ACP is dedicated to curing MS by catalyzing research into its causes and mechanisms and has accelerated the pace of MS research by building a repository of high quality, well-characterized biological samples from MS subjects and controls. ACP makes samples in its repository readily available to scientists across multiple disciplines as long as they, in turn, share data and results with the collective database. To date, ACP has enrolled more than 2,800 participants in the repository through a network of 10 MS clinical centers. The samples provided by people with MS have supported more than 50 research studies, generated more than 15 million data points and contributed to a more comprehensive understanding of MS.
“The Global Leadership in Innovation & Collaboration Award reinforces the significant progress that can be achieved in medicine through collaboration and the adoption of best practices,” said McBurney. “Our mission at ACP is to serve as a catalyst for accelerating research toward a cure for MS by providing resources that both promote scientific collaboration and enable researchers to efficiently address the most critical challenges in studying MS, including access to good biospecimens and patient data.”

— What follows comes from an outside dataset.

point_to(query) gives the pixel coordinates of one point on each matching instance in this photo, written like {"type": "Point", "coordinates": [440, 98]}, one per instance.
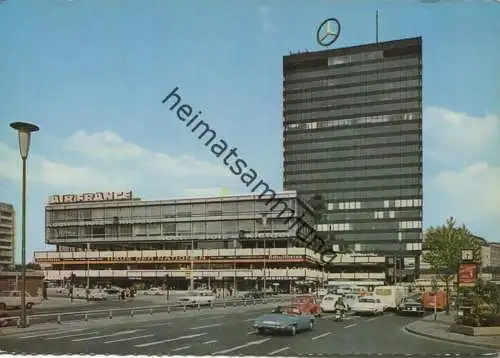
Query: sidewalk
{"type": "Point", "coordinates": [439, 329]}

Each year since 2009, the CICL has given the GLIC award to one or two organizations that are global leaders in innovation and collaboration. Through the GLIC award, the CICL at Suffolk University honors companies that exemplify outstanding leadership in collaboration with other organizations around the world. These companies approach innovation and change collaboratively and inspire others with their distinctive leadership and best practices. The award is just one of several CICL initiatives to integrate best practices of innovation and collaboration within the research, teaching and service missions of CICL and Suffolk University’s Sawyer Business School.
About Accelerated Cure Project for MS (ACP)
Accelerated Cure Project for MS (ACP) is a national nonprofit organization whose mission is to accelerate a cure of multiple sclerosis (MS) by rapidly advancing research that determines the causes and mechanisms of MS. ACP’s primary strategic initiative is the establishment of the Repository, a large-scale collection of highly-characterized biosamples available to scientists at any organization conducting research that contributes to our mission. All data generated through analysis of the Repository samples are contributed back to the ACP, resulting in an increasingly valuable and comprehensive information resource that can be analyzed to reveal new insights about MS. For more information about the ACP or to make a corporate or individual donation, visit , or send an email to
About Multiple Sclerosis
Multiple Sclerosis is a chronic demyelinating disorder of the central nervous system that often results in severe disability, including the inability to walk, blindness, cognitive dysfunction, extreme fatigue and other serious symptoms. MS affects more than 400,000 people in the U.S. and two million individuals worldwide. The disorder occurs twice as often in women as in men. The cause is unknown and there is no known cure.